Friday, January 22, 2010

The Plan

I'm feeling sick today. Blah. It has been a very long time since I had a cold, and because I got sick this week--the first week in months when I haven't consistently been able to get 7-9 hours of sleep most nights--I have to admit that getting enough sleep clearly does affect my immune system. The upside of feeling sick right now is that I didn't really have plans for the weekend anyway. My engagement buddy Nicole and I are going to a bridal show on Sunday, but I should be feeling okay by then I think. (We haven't decided yet whether we're going there to mock it or whether we're going in the hopes that it will actually be useful. I think we'll just have to play it by ear and decide when we get there.) I have most of today to just chill out, though, and all day tomorrow to relax. Penn is going to be out of town all weekend helping one of his friends back home with a big home improvement project, so I'll be here by myself with my library books and a Netflixed copy of the latest Harry Potter movie (Penn and I took different flights to and from Europe and on one of those flights he got to see it without me, so I rearranged the Netflix queue so I could watch it this weekend. I love Netflix.).
I've given myself permission not to do any research or writing this weekend since I just came off of three straight weeks of work. I'm so very glad I took that class. It was grueling to be back in class after so many months of not taking one, especially since the class met every day Monday-Thursday, but I feel like I accomplished so much. First of all, I finally wrote the book review that you may recall was on my list of things to do last year. I've sent it off to one of my professors to review and then I'm going to submit it to the journal editor. As long as it's fit for publication--and, even as critical as I am of my own writing, I think it is--it will be published in the December issue! That's exciting. I've always wanted to have something published, and even though this is just a book review and not a book or even an article, it counts. I'm looking forward to the day I can type my name into the journal database on the library website and something pops up. My article itself is not completed, but I got a really good start on it and working on it gave me some good ideas for my dissertation so it was a useful exercise even if I never do end up working it into something to submit for publication (although I'd like to do that, too, eventually).
The class was good because it lit a fire under me and made me excited about my research again. I'd sort of lost my way on my project over the past couple of months. Now, however, I feel like I have some good ideas and an interesting direction in which to go. It's just a matter of making a plan and trying my hardest to stick to it. For the most part, I like the academic lifestyle. I like that I get paid to read and write. I genuinely get excited about research and, although when I'm writing I sometimes feel nothing but frustration, the "Now that is clever!" feeling I get when I occasionally write a really good sentence or paragraph is always worth it. There is one major problem with this job, though, and it's that I always, ALWAYS feel like I should be working. The guilt almost never goes away. While I love my extremely flexible schedule and will be sad to give it up if and when I have to, I'm also envious of people who go to work 9-5 and then just come home and get to relax (or maybe not relax, but run errands or whatever) knowing that their job for that day is finished. No matter what I am doing, no matter where I am, my job is not finished. I can finish individual projects, and that's always a great feeling and gives me a temporary sense of accomplishment. But as soon as I finish one thing there's something else I should be doing. Case in point: I finished my class and I finished my book review, but now I have fellowship and grant application deadlines looming and I told my advisor I'd get him a prospectus draft two weeks from today. As long as I am a student or a professor, this is what my life will be. There will always be articles to write and books to work on. Even if I end up at a job where a research agenda isn't emphasized, I imagine my life will pretty much always include lesson planning and grading. So, while I'm okay with dropping the work to spend time with Penn or friends or just to relax and read magazines for a while, it would be nice to get the nagging "But what about work?" feeling out of my head entirely.

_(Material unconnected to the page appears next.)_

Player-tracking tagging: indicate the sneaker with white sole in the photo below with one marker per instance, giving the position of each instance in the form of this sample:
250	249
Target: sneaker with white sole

So my plan this semester is to try to enforce an actual work week. I managed to do a lot during my comprehensive exams because I would close myself in my home office every day and work. Yes, I still spent some time fooling around on the internet, but mostly I worked well in there. Since I have the office, I'm going to use it. My plan is to get up when Penn gets up in the morning (around 7:30) and then work out and then spend the rest of the normal work day in my office. I realize I'm still going to have to be very flexible. I think I'm going to lose Monday afternoons to my baby-sitting job and I need to go to campus a couple of times a week to do my TA stuff, but I think if I can make a good effort to work while Penn is at work then I can relax in the evenings and on weekends knowing that I honestly have been working hard and doing the best I can. Even if I can work on the dissertation for a solid, uninterrupted three or four hours a day that's more than I'm doing right now. It's worth a shot. And if I want any chance of finishing this degree sometime in 2011 (my goal) then I need to try something to improve my self-discipline.
For now, I'm going to take more cold medicine and then take a nap, I think. All this work talk has worn me out.